I'd like to graph the function of and object falling to earth from a point high enough that air density has an effect on the rate the object falls due to gravity. I'm not really sure where to start though. I'm thinking about that guy that jumped from the highest point ever free-falled from and broke the sound barrier.
What do you think would best show the change in gravity due to the change in air resistance against an object? I was thinking that I'd have to first find an equation for the amount of air at different altitudes. Then calculate the level of air resistance and apply it to the amount of air equation. Then figure out how that applies to gravity at different altitudes. I hope that helps clear up what I'm getting at.
It's not clear what you mean by 'the change in gravity due to the change in air resistance against an object'. You should review Newton's Law of Gravitational attraction: F = Gm1m2/r^2
I believe he is talking about rate of descent and the effect varying atmospheric densities would have on a falling object of something like the size of a person. So that rate of descent would become variable due to the area resistance would be placed upon.
Eventually, a terminal velocity should be reached when the weight of the body balances the drag force.
The terminal velocity depends on the density of the medium (air). An object falling from a very great height would first reach a rather high terminal velocity corresponding to the low density of air at high altitude. As it falls into denser air, the terminal velocity decreases. To put it another way, the object's drag coefficient increases with air density. If the drag coefficient is constant, it's possible to solve the differential equation of motion exactly for certain cases. With a variable drag coefficient, you'd have to solve the differential equation numerically.

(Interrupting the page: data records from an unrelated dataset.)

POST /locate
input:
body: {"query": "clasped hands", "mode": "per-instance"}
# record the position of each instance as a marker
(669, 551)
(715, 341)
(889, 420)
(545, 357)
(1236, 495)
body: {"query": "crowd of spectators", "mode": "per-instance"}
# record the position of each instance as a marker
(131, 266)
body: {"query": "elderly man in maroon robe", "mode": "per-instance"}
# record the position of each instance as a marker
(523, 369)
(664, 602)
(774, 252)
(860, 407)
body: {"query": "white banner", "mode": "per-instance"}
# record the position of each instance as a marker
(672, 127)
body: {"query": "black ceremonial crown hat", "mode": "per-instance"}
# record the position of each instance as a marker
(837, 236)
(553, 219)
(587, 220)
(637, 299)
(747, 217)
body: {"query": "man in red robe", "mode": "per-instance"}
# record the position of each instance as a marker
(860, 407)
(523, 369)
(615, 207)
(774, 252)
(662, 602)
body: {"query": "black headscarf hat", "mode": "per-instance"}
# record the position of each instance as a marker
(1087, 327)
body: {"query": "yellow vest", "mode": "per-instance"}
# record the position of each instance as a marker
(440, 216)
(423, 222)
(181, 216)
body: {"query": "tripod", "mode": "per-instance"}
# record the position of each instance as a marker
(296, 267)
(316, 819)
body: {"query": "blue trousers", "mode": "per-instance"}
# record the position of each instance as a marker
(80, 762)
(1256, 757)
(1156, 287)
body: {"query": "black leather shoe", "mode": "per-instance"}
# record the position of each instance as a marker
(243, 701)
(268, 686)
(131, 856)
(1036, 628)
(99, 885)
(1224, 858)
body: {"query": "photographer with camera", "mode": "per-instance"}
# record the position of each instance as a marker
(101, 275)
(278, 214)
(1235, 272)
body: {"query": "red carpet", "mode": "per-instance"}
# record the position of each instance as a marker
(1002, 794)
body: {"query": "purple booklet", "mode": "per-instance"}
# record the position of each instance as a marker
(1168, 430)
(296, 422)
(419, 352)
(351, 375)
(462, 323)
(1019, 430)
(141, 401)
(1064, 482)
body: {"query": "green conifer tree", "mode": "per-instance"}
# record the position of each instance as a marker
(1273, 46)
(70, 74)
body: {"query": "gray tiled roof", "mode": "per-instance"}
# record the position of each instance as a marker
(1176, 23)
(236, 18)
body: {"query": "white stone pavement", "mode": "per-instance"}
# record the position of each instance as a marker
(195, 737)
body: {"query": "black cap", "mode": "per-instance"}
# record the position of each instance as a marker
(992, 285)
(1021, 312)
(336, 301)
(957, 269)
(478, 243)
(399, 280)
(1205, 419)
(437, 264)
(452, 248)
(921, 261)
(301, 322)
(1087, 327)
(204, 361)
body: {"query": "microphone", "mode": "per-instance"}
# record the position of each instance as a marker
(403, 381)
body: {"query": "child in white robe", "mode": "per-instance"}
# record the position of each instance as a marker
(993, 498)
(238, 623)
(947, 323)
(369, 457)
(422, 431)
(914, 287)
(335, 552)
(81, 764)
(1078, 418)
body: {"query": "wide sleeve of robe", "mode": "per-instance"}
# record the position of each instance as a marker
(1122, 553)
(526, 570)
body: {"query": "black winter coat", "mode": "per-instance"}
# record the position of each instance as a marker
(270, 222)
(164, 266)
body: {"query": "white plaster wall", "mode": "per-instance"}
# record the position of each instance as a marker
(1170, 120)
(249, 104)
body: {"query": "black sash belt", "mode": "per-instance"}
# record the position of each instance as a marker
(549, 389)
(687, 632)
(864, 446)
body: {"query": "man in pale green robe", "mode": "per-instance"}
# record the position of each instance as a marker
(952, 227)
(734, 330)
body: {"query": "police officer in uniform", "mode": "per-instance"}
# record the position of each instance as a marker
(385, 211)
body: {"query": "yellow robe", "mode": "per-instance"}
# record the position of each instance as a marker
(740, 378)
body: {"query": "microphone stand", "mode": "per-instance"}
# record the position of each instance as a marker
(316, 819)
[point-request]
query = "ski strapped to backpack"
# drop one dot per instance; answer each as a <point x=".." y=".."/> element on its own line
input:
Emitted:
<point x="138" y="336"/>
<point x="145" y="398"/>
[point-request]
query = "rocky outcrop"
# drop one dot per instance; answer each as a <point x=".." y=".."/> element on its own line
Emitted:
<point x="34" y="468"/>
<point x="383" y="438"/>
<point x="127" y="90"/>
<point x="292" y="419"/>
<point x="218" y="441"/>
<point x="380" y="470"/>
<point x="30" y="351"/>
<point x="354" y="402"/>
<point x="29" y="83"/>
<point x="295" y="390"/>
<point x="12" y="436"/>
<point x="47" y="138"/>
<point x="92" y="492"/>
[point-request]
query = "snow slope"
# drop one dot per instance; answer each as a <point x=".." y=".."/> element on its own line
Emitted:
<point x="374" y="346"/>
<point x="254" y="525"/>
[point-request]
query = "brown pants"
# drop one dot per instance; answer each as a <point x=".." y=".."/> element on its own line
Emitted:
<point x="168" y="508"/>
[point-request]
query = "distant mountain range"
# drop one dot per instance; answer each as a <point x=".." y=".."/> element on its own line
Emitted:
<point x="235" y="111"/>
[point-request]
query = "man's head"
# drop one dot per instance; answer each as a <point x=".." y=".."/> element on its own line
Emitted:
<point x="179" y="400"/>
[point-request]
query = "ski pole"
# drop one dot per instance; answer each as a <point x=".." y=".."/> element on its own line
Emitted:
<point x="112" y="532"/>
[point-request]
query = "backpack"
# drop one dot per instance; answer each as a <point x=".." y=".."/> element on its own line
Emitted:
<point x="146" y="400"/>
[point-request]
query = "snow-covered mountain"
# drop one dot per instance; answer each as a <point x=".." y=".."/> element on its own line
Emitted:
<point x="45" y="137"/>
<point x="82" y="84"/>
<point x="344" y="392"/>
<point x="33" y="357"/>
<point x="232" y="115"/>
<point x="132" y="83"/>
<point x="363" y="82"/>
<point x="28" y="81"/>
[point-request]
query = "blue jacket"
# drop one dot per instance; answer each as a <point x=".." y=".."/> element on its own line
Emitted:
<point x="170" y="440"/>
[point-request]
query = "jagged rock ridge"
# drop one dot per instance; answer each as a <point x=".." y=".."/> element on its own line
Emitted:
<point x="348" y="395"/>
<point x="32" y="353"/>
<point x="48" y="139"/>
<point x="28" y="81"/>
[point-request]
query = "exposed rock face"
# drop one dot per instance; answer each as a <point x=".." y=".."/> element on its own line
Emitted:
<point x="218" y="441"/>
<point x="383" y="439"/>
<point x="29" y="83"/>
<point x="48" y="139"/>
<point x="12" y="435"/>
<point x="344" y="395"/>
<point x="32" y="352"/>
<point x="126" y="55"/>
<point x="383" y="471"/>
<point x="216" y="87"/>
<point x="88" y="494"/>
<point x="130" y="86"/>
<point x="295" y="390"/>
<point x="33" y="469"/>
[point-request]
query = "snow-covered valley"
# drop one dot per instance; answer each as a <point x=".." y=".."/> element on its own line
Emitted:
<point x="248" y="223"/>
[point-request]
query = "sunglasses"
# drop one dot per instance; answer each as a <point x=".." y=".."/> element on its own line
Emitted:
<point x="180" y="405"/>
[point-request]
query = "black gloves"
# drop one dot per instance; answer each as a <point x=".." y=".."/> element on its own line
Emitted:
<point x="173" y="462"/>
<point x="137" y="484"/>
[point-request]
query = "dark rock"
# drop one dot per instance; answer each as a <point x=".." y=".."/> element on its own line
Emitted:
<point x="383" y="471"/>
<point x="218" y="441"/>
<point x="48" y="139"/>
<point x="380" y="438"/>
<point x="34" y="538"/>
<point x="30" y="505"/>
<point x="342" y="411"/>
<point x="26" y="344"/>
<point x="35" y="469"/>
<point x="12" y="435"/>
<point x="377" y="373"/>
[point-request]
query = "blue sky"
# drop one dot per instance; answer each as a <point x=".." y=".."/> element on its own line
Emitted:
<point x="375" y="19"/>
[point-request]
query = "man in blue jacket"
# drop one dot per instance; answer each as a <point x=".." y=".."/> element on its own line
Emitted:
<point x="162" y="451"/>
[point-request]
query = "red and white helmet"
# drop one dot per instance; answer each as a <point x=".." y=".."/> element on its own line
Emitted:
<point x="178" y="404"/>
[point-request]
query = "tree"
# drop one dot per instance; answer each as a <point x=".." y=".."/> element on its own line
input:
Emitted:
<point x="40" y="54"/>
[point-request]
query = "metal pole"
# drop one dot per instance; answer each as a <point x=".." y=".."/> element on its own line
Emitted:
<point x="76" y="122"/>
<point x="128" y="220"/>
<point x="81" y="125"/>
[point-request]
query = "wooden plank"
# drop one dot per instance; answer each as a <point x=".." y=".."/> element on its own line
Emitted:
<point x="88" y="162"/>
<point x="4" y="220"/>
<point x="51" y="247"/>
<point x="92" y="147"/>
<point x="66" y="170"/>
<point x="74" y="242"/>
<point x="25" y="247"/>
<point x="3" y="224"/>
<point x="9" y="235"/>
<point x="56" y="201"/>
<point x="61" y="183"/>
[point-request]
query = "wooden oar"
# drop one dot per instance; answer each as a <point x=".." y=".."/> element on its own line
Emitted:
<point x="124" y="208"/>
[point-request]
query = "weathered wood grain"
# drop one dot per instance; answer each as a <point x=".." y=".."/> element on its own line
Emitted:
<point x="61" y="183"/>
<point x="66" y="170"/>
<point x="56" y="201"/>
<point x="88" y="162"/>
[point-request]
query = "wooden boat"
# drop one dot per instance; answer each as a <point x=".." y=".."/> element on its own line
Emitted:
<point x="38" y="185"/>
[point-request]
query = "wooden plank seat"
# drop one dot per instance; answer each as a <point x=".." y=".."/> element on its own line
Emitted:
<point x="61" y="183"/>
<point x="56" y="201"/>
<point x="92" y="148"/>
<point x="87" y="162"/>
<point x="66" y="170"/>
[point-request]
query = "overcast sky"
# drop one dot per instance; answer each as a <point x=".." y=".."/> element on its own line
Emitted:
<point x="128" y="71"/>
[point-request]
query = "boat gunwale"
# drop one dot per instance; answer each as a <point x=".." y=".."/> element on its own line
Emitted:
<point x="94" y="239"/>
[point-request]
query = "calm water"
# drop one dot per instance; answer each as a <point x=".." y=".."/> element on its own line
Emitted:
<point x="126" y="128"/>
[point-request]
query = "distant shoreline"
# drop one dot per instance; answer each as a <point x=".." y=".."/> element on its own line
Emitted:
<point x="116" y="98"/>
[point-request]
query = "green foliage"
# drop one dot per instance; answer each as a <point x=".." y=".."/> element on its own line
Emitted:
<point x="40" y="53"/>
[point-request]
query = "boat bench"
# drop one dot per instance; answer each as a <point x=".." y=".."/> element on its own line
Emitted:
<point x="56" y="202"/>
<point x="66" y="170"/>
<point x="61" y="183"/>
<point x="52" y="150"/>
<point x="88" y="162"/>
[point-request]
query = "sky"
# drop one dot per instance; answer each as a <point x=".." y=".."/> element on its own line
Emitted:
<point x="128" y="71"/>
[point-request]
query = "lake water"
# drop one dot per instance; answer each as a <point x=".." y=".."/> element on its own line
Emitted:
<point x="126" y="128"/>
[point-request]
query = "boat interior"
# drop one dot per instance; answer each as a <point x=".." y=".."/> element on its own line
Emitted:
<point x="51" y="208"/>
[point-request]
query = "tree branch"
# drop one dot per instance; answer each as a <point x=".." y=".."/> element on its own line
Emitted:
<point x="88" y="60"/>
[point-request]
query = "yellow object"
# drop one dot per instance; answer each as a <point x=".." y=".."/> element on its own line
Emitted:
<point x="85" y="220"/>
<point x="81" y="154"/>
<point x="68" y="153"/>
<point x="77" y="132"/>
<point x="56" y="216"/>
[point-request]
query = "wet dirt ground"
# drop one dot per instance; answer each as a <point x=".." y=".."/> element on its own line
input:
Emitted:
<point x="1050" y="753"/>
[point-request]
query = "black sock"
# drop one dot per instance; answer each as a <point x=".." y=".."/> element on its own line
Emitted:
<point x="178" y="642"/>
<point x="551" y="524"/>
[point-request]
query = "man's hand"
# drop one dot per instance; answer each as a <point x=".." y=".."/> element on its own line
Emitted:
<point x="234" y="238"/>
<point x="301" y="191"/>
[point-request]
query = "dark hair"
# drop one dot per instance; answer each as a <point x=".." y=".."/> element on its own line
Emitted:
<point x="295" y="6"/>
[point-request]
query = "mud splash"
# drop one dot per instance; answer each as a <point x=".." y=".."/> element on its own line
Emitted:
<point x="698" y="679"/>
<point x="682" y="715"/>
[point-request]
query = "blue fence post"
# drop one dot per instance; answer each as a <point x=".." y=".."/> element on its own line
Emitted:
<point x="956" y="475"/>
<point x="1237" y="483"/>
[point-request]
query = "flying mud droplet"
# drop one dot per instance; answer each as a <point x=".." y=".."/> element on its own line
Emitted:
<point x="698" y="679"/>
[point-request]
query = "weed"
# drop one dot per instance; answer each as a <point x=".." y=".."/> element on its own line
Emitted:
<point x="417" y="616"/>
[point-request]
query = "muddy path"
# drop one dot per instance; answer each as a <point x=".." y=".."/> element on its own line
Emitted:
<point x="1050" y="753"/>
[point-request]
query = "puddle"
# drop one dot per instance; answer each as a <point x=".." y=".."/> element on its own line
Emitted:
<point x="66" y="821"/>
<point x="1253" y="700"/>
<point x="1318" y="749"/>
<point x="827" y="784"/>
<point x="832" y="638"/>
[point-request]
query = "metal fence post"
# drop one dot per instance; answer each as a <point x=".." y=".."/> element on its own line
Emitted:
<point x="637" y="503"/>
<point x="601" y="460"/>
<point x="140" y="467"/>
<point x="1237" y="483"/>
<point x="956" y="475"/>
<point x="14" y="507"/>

At extreme heights there's less gravity. A falling person would fall slower, but there's less air resistance at those heights, so a person would fall faster. The guy that did a free fall from 128,100 ft broke the speed of sound. I'd like to calculate the change in speeds he fell and view it on a graph. I'd imagine he broke the speed of sound but slowed down as he got closer to earth. I'd also like to know if he slowed down to the standard terminal velocity eventually.
This is not true. Drag coefficient is independent of air density. In fact, that's a large part of the reason why you want a drag coefficient in the first place - it's dimensionless, and largely independent of both air density and airspeed (across a fairly broad range of speeds, though if you start approaching the speed of sound or higher, this can change), and is effectively only dependent on the geometry of the object in the flow. Drag force increases with air density (all else equal), but not drag coefficient.
You can come fairly close assuming a constant coefficient of drag and gravity that decreases linearly with altitude: [tex]F(h) = \frac 1 2 \rho(h) v^2 C_dA - mg(h)[/tex] Here, h is the person's altitude. I'll use meters rather than feet and force is a signed quantity (not a vector; I'm only looking at the "falling straight down" problem here). A negative value means the person is accelerating downward, positive means upward. The first part is drag to air resistance. The term ρ(h) is the density as a function of altitude. You'll need some model of air density. I'd suggest using the 76 US Standard Atmosphere model. It's fairly simple, something you can easily implement in a spread sheet or simple computer program. Unfortunately, you might have to wait a few days to get your hands on that model. You might be able to find it with some good internet searching. The US government websites where you would normally find it are down right now The final part of that term, C_{d}A, is the (unit less) coefficient of drag times the cross section to drag. It might be easier to make this one item rather than two in your model. If you do this, try using 1 square meter as a first cut. The final term is just gravitational force. A simple linear model of gravitational acceleration g(h) will work quite nicely for this problem. The linear term is called the "free air correction". Subtract 3.084×10^{-6} m/s^{2} for every meter of altitude from the ground level gravitational acceleration. For New Mexico, I'd suggest using (9.796 -3.084×10^{-6}h) m/s^{2}, where height h is in meters.
At 128100 feet, the force of gravity is about 1% percent less than at the sea level. This can be ignored for any practical purpose, because the other errors and uncertainties in the model will most likely be far greater than that.
That is not true either. Drag coefficient may be dimensionless but it does vary with speed, density, and viscosity of the medium. Drag coefficient can be plotted against another dimensionless number called the Reynold`s number which incorporates velocity, dynamic viscosity, density and a characteristic length. One can use kinematic viscoscity in favour of density and dynamic viscoscity. In addition, temperature of the medium will also affect the viscosity, and for gases the kinematic viscosity will increase with temperature. As the speed of the object increases through the medium particular flow seperation points are reached which will change the coefficient of drag. The range of CD will vary from attached laminar flow at slow speeds, where the coefficient can be quite high ( > 1.0 ), to that at detached turbulent flow where it can be much lower.
This is true, but I didn't want to overcomplicate matters for the time being. For fairly high reynolds numbers and low mach numbers (which is the case for the majority of objects traveling in air between, say, 20 and 200 miles per hour), the drag coefficient is approximately constant (for a given shape). As you said though, it isn't a simple subject.